João Doria (PSDB) e Jair Bolsonaro (sem partido) voltaram a trocar fartas públicas
Divulgação/Governo do Estado de São Paulo
João Doria (PSDB) e Jair Bolsonaro (sem partido) voltaram a trocar fartas públicas

O presidente Jair Bolsonaro (sem partido) voltou a trocar farpas com o governador de São Paulo, João Doria (PSDB), nesta segunda-feira (09). Em conversa com apoiadores, Bolsonaro mandou uma indireta à Doria em que pede ao governador reduzir o ICMS do botijão de gás ao invés de criar o vale-gás. 
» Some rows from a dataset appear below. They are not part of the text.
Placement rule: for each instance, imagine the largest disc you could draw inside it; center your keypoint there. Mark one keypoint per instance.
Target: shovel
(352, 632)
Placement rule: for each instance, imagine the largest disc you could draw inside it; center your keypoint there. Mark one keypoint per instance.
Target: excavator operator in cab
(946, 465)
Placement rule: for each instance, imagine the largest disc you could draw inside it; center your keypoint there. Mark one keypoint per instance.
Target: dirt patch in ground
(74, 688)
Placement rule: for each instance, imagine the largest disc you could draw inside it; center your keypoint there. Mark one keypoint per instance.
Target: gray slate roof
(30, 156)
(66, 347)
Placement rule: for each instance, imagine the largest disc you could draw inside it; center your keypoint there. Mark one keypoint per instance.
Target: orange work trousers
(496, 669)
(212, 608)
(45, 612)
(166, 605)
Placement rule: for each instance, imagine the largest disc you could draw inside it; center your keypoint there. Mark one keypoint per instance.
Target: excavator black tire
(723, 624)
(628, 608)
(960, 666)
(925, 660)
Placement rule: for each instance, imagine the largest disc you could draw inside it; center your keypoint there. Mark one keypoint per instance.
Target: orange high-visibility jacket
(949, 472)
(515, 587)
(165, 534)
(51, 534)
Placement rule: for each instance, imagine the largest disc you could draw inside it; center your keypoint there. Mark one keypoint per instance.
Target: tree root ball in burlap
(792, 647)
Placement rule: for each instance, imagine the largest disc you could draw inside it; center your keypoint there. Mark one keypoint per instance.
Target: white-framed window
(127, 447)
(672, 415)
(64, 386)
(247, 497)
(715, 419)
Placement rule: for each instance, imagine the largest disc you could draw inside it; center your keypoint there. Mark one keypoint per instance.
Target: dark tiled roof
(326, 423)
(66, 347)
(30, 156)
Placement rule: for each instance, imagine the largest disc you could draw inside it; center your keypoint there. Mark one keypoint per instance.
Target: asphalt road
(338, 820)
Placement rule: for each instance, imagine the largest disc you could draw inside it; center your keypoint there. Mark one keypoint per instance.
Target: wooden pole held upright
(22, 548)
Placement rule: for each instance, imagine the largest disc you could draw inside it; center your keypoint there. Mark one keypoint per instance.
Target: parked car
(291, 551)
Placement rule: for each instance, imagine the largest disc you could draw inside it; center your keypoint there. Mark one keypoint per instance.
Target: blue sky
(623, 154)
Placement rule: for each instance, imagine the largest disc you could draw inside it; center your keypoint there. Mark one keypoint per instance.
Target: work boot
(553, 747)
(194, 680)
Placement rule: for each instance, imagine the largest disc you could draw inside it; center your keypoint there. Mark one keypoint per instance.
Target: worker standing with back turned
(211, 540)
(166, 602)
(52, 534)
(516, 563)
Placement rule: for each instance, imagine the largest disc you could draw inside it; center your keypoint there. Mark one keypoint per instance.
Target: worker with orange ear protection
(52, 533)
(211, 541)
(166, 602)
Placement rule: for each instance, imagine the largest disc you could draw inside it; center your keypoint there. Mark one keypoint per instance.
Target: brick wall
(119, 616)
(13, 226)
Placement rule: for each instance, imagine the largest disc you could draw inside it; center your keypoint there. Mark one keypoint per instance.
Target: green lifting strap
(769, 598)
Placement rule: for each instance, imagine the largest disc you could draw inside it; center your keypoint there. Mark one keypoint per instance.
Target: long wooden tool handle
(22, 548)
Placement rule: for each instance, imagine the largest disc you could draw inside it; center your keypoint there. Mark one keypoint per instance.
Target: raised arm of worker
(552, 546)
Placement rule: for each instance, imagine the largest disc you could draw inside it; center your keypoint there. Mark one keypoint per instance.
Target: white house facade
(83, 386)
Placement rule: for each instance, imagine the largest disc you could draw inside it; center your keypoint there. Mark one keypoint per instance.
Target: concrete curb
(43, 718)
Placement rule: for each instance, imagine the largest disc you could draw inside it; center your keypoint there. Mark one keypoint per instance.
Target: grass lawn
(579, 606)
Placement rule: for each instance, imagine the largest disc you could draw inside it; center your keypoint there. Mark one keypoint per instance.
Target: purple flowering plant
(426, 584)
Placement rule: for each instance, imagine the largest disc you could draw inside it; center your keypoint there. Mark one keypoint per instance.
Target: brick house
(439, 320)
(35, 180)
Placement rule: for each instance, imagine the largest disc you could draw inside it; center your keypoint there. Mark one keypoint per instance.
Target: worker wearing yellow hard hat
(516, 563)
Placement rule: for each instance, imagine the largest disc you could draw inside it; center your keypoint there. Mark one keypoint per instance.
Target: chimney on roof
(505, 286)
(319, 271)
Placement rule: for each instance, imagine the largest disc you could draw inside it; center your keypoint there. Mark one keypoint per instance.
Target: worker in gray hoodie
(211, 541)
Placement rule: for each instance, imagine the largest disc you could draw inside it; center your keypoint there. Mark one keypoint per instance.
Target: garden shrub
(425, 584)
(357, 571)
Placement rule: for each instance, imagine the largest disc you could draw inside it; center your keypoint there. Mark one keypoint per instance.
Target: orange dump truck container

"Vejo Governador falando aí, um do estado do Sudeste, que 'vou lançar o vale-gás'. Não o vale-gás, não dá gás para o pobre, não, tira o ICMS do gás. É demagogia, dá com uma mão e tira com outra", disse Bolsonaro. 

O vale-gás faz parte de programa assistencial do Palácio dos Bandeirantes para pessoas carentes. A iniciativa prevê o pagamento de R$ 300 para beneficiários do Bolsa do Povo. 

Doria foi às redes sociais rebater a fala do presidente. O governador acusou o governo federal de deixar o valor do gás de cozinha como o mais caro da história e disse que Bolsonaro tenta responsabilizar os outros por seus erros.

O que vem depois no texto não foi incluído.